8. Juli 2021
Klippo – ein sicherer Hafen für Kinder
In 60 Geschäften und Einrichtungen finden Mädchen und Jungen im Notfall Hilfe
Kinder an die Macht.“ Das forderte Herbert Grönemeyer schon 1986. Im Januar dieses Jahres hat nun die Bundesregierung beschlossen, die Kinderrechte explizit im Grundgesetz zu verankern. Damit soll verdeutlicht werden, welch hohe Bedeutung Kindern und ihren Rechten in unserer Gesellschaft zukommt. Denn sie sind ein Garant für eine stabile Zukunft und gleichzeitig besonders schutzbedürftig.

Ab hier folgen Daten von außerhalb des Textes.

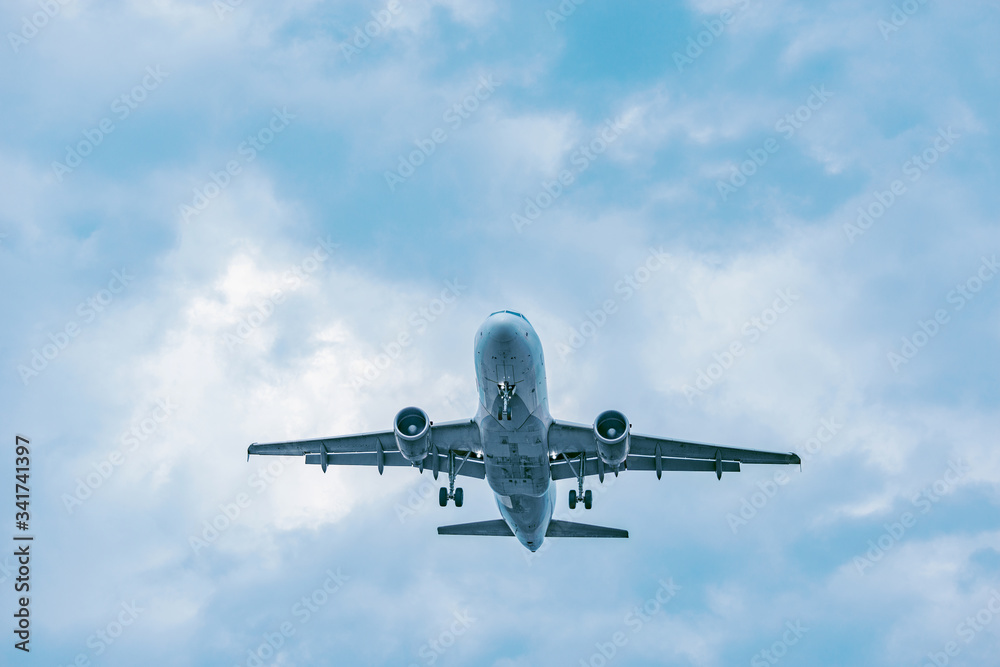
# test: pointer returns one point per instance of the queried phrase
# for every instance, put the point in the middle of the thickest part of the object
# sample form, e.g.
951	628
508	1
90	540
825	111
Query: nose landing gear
507	392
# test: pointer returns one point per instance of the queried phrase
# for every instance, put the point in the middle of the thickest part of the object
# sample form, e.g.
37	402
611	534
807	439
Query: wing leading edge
574	447
379	449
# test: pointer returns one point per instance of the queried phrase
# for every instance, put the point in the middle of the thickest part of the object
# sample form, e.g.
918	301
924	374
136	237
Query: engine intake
611	430
413	434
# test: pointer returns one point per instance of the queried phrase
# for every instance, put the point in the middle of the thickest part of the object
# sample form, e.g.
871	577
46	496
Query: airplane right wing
575	450
458	438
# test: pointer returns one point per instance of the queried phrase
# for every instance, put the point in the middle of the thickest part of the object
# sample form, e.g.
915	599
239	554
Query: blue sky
770	225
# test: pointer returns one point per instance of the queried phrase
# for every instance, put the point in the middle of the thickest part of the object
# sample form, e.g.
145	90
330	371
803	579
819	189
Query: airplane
515	444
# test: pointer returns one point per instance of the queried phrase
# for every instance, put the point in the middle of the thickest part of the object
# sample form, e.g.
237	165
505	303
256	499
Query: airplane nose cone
503	332
505	327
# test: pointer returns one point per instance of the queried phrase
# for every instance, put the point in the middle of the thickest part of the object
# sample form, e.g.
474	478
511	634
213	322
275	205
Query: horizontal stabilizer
497	527
569	529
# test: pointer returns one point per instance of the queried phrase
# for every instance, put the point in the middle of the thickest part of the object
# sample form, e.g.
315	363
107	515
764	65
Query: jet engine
412	429
611	430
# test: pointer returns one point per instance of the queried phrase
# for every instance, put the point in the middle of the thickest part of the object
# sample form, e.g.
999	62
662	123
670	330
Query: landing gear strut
507	392
451	493
578	494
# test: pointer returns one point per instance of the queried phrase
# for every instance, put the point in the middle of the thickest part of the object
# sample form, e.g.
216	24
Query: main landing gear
588	499
451	493
578	494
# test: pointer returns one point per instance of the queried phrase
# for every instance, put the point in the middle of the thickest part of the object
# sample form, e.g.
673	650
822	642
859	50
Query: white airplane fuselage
509	362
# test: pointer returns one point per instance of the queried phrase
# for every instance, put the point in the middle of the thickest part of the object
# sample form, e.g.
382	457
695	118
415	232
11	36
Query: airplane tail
499	527
569	529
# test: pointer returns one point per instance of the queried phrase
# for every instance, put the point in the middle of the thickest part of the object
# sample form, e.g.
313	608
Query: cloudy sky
770	225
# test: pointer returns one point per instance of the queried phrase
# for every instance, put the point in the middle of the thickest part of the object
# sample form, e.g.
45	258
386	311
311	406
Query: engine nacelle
611	430
412	429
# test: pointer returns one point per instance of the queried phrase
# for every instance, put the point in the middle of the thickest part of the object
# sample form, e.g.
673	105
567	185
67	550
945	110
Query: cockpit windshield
511	312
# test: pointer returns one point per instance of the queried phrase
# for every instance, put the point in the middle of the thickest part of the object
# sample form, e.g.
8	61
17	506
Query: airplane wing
573	446
379	449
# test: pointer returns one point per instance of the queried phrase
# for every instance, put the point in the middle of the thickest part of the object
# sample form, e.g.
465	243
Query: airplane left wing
575	450
459	438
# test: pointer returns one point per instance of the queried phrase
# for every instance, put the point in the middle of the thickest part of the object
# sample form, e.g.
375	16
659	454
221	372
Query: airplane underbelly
517	462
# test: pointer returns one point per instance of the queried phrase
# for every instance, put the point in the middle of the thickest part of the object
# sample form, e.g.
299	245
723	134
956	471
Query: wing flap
495	528
681	465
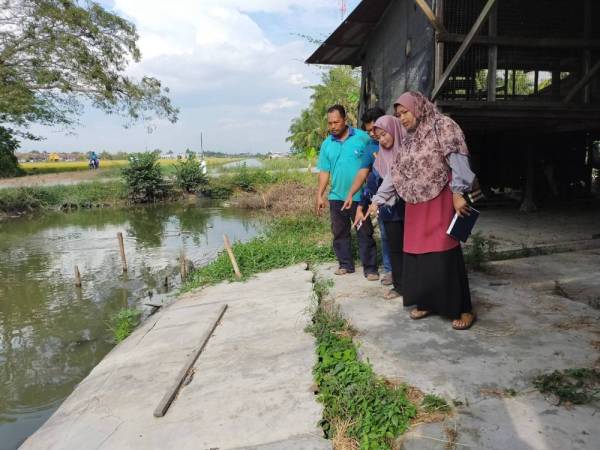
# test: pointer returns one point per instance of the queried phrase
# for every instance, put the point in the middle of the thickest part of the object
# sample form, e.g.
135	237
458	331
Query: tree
8	161
340	85
58	55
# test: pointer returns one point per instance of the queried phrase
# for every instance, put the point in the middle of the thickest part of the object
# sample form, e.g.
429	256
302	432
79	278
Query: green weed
479	250
286	241
576	386
433	403
376	413
124	322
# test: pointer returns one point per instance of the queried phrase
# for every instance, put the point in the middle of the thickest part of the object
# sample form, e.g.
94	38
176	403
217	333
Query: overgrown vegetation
144	178
124	322
286	241
574	386
188	173
357	403
432	403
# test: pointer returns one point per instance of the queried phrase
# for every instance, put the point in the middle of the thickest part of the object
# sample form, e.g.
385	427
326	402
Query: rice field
75	166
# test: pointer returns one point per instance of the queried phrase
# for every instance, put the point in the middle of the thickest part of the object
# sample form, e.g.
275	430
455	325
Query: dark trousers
395	236
341	223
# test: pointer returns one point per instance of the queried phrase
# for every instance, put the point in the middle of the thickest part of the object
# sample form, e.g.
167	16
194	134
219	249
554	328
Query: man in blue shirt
340	158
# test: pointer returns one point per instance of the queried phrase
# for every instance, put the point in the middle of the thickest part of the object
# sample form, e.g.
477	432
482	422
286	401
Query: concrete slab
250	389
522	331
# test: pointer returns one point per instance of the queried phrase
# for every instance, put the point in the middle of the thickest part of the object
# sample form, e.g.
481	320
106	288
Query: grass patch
286	241
124	322
479	250
364	407
573	386
86	194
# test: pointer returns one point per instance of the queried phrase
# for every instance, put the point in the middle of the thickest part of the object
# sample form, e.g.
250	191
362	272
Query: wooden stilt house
521	77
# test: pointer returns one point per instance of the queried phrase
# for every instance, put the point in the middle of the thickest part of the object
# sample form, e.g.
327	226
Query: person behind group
368	119
389	133
431	173
340	159
93	159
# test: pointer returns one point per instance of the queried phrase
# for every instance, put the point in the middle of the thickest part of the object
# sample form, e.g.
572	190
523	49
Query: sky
235	68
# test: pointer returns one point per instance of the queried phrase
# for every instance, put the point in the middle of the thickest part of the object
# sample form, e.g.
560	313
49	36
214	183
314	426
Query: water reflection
51	333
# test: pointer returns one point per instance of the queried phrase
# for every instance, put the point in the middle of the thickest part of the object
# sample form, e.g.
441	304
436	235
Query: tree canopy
57	54
340	85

In Wilhelmshaven ist man sich dessen schon seit langem bewusst. Vor rund sechs Jahren wurde an der Jade das sogenannte Klippo-Projekt ins Leben gerufen. Eine Gemeinschaftsaktion der Kiwanis Damen, des Vereins zur Förderung der kommunalen Prävention (VKP), der Polizeiinspektion Wilhelmshaven/Friesland und des
Jugendamtes der Stadt. Erklärtes Ziel ist es, den Kindern durch den gelben Klippo-Aufkleber auf dem Weg zur Schule, dem Nachhauseweg oder beim Bummeln durch die City ein Gefühl von Sicherheit zu vermitteln. So haben sie in kritischen Momenten eine vertrauenswürdige Anlaufstelle in ihrer Nähe. Mittlerweile hängt das Erkennungsmerkmal an den Schaufenstern und Türen von rund 60 Geschäften und selbstverständlich auch am Hauptgebäude von GEW Wilhelmshaven in der Nahestraße 6 sowie am Info-Zentrum in der Rheinstraße 52.
Eine starke Gemeinschaft
Abgeleitet von dem gleichnamigen Fangspiel garantieren die Mitglieder der Kampagne den Kindern einen sicheren Zufluchtsort. „Hier bekommen die Mädchen und Jungen Schutz und Hilfe, wenn sie Angst haben oder sich bedroht fühlen“, betont Vanessa Bartelt-Kapustin, Geschäftsführerin des VKP. Die Mitarbeiter und Mitarbeiterinnen des teilnehmenden Einzelhandels sowie der kooperierenden Institutionen und Einrichtungen sind vorab durch die Polizeiinspektion Wilhelmshaven/Friesland und den VKP instruiert worden: „Deshalb wissen sie ganz genau, wie sie in solchen Situationen mit einem verängstigten Kind oder Jugendlichen umgehen müssen. Dazu gehört, dass sie im Notfall die Erziehungsberechtigten oder direkt die Polizei anrufen.“
Von der Theorie zur Praxis
Noch gut kann sich Marc Ewering vom Spielzeugfachgeschäft Dannmann in der Marktstraße 81 an den Tag erinnern, als er auf dieses Wissen zurückgreifen musste: „Eine Grundschülerin stand plötzlich bei uns im Laden, weil sie sich von einem Mann mit Hund verfolgt fühlte.“ Während das Mädchen von seinen Mitarbeiterinnen fürsorglich betreut wurde, sprach der Geschäftsführer den Mann an, der mit seinem Vierbeiner vor dem Schaufenster herumlungerte. Er suchte daraufhin das Weite. „Die Polizei konnte ihn jedoch später ausfindig machen und seine Personalien aufnehmen. Sein Verhalten steht jetzt in seinen Akten“, erläutert der 44-Jährige.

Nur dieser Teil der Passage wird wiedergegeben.